There is only one way out of the dilemma we are in, and that is to begin immediately to abolish nuclear weapons. This happens also to be required by international law as stated in Article VI of the Non-Proliferation Treaty and as decided unanimously in the 1996 opinion of the International Court of Justice: “There exists an obligation to pursue in good faith and bring to a conclusion negotiations leading to nuclear disarmament in all its aspects under strict and effective international control.”

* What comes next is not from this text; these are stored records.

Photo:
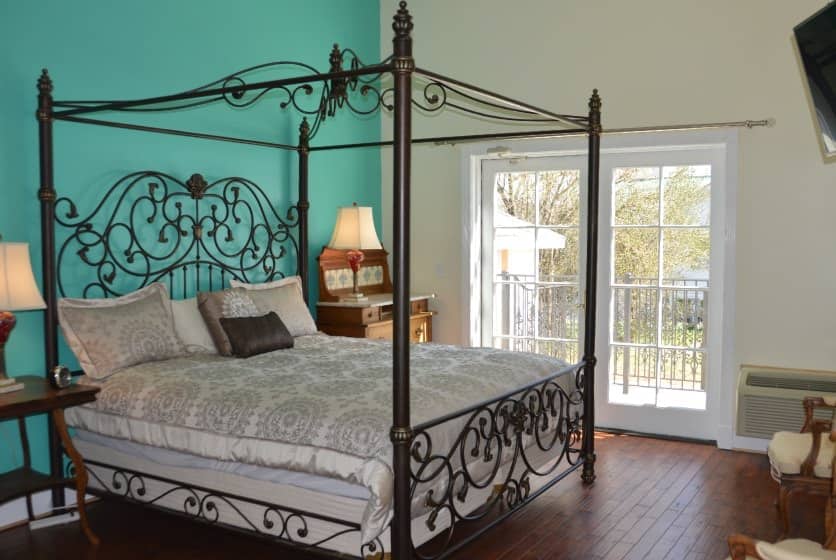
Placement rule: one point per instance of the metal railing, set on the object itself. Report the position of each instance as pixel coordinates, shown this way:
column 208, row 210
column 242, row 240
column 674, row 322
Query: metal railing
column 659, row 332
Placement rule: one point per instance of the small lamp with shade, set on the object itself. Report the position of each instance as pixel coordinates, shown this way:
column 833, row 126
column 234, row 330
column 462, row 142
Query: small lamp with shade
column 354, row 233
column 18, row 292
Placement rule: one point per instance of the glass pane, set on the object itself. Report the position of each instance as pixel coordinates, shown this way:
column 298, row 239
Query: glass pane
column 514, row 344
column 682, row 369
column 560, row 198
column 514, row 253
column 514, row 199
column 559, row 315
column 636, row 196
column 636, row 255
column 633, row 366
column 634, row 315
column 513, row 309
column 686, row 195
column 683, row 317
column 557, row 251
column 567, row 351
column 685, row 256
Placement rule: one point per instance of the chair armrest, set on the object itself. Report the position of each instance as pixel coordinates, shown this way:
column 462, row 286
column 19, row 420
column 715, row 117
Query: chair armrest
column 818, row 428
column 741, row 546
column 810, row 405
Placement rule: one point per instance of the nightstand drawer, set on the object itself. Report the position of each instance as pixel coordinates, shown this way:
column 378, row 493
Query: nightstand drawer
column 348, row 315
column 372, row 318
column 419, row 306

Morality, the law, and rationality converge in the need to rid the world of nuclear weapons. This is the greatest challenge of our time. The will of the people on this issue is being blocked by only a few leaders in a few countries. As the world’s most powerful nation, leadership should fall most naturally to the United States. Unfortunately, the policies of the United States have been driven by irrationality to the detriment of our own national security and the future of life on our planet. This is unlikely to change until the people of the United States exercise their democratic rights and demand policies that will end the nuclear threat to humanity. These include: negotiating a multilateral treaty for the phased elimination of nuclear weapons under strict and effective international control; de-alerting nuclear weapons and separating warheads from delivery vehicles; making pledges of No First Use of nuclear weapons under any circumstances; stopping all nuclear testing and ratifying the Comprehensive Test Ban Treaty; reaffirming the 1972 Anti-Ballistic Missile Treaty; and applying strict international safeguards to all weapons-grade fissile materials and agreeing to no further production of such materials.
A Call to Action
The sound of one hand clapping is silence. That is the sound of most people in most places in response to the nuclear weapons policies of the nuclear weapons states. While they do not applaud these policies with both hands, they also do not raise their voices to oppose them.

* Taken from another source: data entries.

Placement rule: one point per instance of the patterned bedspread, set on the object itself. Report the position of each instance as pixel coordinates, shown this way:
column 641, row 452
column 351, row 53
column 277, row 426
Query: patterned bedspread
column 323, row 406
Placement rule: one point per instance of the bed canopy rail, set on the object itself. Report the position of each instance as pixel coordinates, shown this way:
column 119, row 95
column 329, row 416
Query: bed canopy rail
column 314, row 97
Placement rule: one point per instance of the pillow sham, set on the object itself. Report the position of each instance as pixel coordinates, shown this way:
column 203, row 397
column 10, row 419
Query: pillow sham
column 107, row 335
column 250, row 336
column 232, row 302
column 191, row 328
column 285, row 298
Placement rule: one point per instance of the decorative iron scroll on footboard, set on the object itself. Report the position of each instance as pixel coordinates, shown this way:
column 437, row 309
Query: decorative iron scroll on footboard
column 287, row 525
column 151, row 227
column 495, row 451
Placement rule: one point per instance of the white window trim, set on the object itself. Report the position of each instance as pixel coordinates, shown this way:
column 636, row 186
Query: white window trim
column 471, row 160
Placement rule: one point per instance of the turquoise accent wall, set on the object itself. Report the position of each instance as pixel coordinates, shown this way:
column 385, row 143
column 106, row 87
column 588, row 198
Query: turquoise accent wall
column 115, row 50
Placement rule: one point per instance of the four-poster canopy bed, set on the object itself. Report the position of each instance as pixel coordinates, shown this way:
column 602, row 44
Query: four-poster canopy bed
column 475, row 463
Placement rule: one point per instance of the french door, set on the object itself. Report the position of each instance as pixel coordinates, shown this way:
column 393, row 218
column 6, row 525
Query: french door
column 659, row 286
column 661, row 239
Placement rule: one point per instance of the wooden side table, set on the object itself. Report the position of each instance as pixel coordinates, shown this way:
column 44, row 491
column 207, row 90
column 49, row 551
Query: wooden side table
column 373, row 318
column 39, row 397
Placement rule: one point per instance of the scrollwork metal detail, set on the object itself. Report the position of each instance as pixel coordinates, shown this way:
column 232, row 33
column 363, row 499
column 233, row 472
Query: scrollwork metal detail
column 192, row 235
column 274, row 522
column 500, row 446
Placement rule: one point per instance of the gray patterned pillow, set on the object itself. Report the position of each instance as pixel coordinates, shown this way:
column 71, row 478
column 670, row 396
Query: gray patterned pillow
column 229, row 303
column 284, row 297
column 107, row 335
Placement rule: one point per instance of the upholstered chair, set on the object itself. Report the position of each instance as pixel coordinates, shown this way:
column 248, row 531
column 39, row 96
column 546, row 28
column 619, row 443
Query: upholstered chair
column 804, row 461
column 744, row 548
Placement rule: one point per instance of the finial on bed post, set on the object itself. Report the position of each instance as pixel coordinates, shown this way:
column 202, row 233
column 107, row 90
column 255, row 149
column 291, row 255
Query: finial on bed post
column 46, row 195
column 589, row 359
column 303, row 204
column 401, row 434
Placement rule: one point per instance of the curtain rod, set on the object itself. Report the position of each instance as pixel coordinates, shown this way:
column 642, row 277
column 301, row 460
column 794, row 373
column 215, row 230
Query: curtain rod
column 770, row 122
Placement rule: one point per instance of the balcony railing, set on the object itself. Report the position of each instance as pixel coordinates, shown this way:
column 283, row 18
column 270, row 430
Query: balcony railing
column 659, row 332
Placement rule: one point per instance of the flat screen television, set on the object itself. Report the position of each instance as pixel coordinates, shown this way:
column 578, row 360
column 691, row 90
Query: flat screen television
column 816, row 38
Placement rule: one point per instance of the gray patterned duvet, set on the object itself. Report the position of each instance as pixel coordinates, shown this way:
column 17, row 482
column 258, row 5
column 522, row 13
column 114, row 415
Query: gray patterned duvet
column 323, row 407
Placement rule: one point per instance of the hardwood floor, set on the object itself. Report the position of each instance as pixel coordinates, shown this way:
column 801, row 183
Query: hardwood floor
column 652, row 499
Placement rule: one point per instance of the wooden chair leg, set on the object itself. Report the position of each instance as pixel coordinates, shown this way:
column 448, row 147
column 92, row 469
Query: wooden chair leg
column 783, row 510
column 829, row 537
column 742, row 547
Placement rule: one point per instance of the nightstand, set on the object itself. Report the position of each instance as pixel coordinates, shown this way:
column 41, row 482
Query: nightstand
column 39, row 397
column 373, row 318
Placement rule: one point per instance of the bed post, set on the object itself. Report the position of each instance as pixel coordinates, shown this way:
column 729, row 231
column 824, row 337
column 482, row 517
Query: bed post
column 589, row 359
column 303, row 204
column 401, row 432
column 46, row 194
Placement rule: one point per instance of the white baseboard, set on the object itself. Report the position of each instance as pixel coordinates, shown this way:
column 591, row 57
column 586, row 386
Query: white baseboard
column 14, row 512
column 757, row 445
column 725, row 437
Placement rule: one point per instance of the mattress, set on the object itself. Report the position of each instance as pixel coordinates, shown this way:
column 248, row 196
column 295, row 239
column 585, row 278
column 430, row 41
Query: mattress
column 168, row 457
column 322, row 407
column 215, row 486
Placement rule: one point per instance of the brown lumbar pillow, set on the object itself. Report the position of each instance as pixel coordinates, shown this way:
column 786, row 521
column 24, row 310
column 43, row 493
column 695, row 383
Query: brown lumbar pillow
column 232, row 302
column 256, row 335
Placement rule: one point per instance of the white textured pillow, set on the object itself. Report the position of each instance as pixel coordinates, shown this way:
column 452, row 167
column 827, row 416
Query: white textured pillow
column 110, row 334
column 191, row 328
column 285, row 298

The sound of one finger pressing the button is the sound of a deeper silence, brought about by unrelenting apathy. It is the sound of the silence before a more final silence. It is an unbearable silence `for its consequences are beyond our power to repair. It is a silent death knell for humanity. We must raise our voices now with passion and commitment to prevent this pervasive silence from becoming the sound of our world.